In cities across the United States, from Philadelphia, Atlanta and Detroit, the African American turnout in this election was unprecedented. Driving the change was young Black Americans, who in the aftermath of the murder of George Floyd, Jacob Blake and others determined that whatever their concerns about Joe Biden, Donald J Trump had to go: and they were not alone. Early US polling data clearly showed that young people, in general, turned out in precedent of numbers.

The defeat of Donald Trump provides a warning for British Conservatives and a real opportunity for Keir Starmer's Labour Party.

Britain, like America, is a growing multi-cultural democracy. Studies show that Black, Asian and other ethnic minorities will rise from 8% of the population, as recorded in the 2001 census, to 20% by 2051.

There is a real crisis here in the United Kingdom with the devastating impact of Covid-19 on our communities, resulting from that pre-existing inequality as shown by the Lammy report, and others (increases in unemployment and poverty throughout our communities, widening race economic and health inequalities as recorded by the Equality and Human Rights Commission etc.)

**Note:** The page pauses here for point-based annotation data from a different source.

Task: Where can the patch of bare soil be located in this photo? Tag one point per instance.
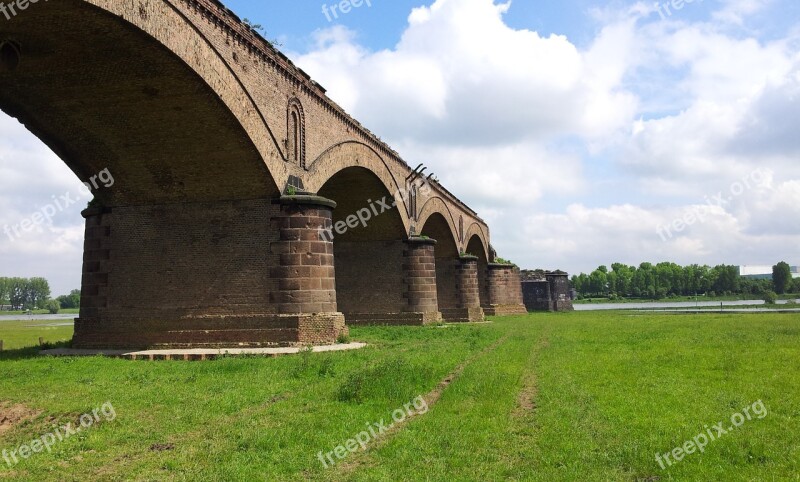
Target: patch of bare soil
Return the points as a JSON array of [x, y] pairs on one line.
[[526, 400], [358, 459], [12, 415]]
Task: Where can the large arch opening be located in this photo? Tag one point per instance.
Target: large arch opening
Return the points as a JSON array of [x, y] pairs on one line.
[[368, 236], [475, 248], [436, 227], [180, 240]]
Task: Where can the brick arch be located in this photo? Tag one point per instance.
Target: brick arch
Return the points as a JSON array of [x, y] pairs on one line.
[[148, 96], [436, 205], [355, 154]]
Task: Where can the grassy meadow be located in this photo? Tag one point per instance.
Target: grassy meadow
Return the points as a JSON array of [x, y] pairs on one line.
[[578, 396]]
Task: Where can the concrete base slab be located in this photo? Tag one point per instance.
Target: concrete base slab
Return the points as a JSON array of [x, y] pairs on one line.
[[197, 353]]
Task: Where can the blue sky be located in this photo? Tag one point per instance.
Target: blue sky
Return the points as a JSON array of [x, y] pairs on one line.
[[583, 132]]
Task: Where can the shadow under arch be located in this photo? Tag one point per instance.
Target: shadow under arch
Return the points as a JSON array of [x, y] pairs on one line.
[[368, 247], [178, 242], [447, 255], [475, 247], [358, 155]]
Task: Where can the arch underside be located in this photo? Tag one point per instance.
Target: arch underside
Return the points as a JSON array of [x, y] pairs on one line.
[[185, 237], [131, 107], [368, 235]]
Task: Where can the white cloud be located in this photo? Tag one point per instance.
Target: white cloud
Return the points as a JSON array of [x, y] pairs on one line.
[[573, 155]]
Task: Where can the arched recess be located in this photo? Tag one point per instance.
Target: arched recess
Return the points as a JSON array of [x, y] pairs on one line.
[[434, 206], [476, 247], [156, 106], [356, 154], [436, 227], [368, 234], [182, 234]]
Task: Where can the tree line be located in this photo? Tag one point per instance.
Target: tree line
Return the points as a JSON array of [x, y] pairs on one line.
[[663, 280], [34, 294]]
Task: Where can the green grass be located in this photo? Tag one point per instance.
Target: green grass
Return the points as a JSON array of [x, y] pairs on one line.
[[610, 391], [587, 301], [62, 311], [26, 333]]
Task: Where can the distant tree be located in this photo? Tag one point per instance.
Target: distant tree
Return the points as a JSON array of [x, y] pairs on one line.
[[17, 293], [39, 293], [70, 301], [782, 277], [5, 289]]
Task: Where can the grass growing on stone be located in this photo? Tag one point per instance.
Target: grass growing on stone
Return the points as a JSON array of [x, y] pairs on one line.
[[590, 396]]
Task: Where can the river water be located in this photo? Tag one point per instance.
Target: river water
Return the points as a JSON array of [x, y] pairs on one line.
[[666, 305]]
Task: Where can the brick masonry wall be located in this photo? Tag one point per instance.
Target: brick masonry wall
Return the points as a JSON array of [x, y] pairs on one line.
[[207, 275], [467, 283], [504, 290], [419, 268], [369, 277], [305, 270]]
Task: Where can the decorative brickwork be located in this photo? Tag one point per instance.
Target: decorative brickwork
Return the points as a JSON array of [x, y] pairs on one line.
[[203, 125]]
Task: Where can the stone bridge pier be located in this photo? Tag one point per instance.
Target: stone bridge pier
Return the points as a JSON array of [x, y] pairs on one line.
[[229, 162]]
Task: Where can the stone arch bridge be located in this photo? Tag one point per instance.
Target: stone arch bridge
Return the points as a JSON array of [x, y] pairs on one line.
[[230, 166]]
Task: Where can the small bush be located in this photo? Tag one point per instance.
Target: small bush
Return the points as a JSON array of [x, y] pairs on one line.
[[53, 306]]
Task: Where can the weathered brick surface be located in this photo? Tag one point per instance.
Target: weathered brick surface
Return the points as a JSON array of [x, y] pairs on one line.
[[207, 274], [419, 268], [202, 124], [468, 306], [369, 277], [504, 291]]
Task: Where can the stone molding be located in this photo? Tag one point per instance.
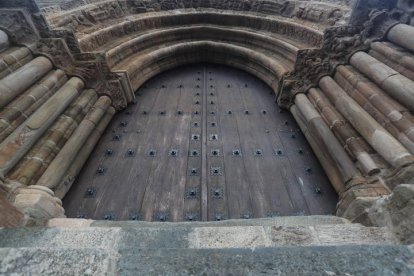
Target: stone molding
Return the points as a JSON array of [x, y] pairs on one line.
[[25, 26], [339, 43]]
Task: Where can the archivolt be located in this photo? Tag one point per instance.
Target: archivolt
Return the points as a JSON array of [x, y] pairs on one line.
[[144, 46]]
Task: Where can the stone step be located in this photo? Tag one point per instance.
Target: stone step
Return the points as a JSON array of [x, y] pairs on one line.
[[271, 221], [194, 236], [313, 260]]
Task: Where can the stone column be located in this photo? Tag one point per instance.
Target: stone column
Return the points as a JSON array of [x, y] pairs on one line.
[[10, 61], [36, 162], [383, 142], [15, 113], [379, 105], [18, 81], [336, 162], [396, 85], [57, 169], [403, 35], [347, 135], [24, 137], [4, 41], [67, 181]]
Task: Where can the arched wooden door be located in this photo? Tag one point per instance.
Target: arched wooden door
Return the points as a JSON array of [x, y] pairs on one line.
[[203, 142]]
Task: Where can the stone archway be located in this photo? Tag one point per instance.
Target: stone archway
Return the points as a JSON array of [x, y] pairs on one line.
[[202, 142]]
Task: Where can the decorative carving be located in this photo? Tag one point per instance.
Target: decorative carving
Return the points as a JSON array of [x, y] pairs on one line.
[[341, 42], [362, 9], [310, 66], [380, 22], [19, 28], [57, 51]]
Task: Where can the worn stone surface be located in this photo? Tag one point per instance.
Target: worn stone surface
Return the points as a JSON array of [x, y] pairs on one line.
[[396, 211]]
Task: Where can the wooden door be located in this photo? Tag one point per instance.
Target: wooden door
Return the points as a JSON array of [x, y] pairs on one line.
[[203, 142]]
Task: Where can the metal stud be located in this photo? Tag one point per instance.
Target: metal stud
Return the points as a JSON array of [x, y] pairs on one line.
[[134, 216], [81, 215], [217, 193], [273, 214], [192, 193], [258, 152], [173, 153], [193, 172], [130, 153], [194, 153], [215, 152], [192, 217], [219, 216], [318, 191], [237, 152], [152, 153], [90, 193], [101, 170], [162, 216], [246, 215], [216, 171], [108, 216]]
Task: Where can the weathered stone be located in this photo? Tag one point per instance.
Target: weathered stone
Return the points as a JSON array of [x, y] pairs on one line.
[[14, 84]]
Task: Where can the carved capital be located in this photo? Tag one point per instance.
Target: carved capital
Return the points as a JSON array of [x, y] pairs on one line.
[[310, 66], [380, 22], [57, 51], [18, 26]]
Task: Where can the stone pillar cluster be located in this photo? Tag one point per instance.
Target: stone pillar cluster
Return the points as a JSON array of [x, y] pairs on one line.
[[359, 121], [49, 123]]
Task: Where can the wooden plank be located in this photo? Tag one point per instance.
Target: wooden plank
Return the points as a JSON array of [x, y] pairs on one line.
[[143, 186]]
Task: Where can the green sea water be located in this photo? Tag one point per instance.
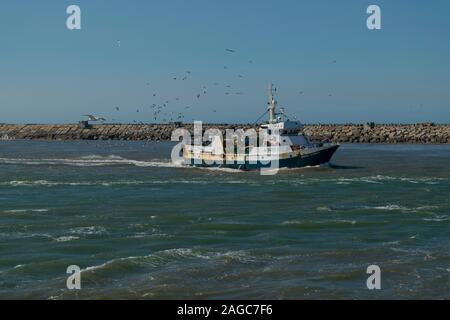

They say that history repeats itself in 30-40 year cycles and next year sees the 40th anniversary of the 1981 Brixton uprisings that erupted in response to the use of the dreaded SUS law. Today, Stop and Search remains a critical fault line in relations between British Black communities and the police. Community relations are the worst we've seen in decades with an increase in racial profiling, the ongoing criminalisation of Black communities through racially focused British drug laws and consequent rising tensions, massively increasing the likelihood of civil disturbances.

 

The thought of Vice President Harris coming to the UK to negotiate a trade agreement, demanding Boris Johnson strengthens race equality legislation, is a compelling and beguiling prospect on so many levels. One can only imagine the frantic discussions at No 10 Downing Street at the thought of such a possibility. Such an intervention could also drive the radical remodelling of the Labour Party's approach to race equality. The Biden- Harris election could provide the party with a real unmissable opportunity, to set out a radical race equality agenda.

Mainstreaming race equality as Biden and Harris have done could translate into an unprecedented turnout from British Black communities.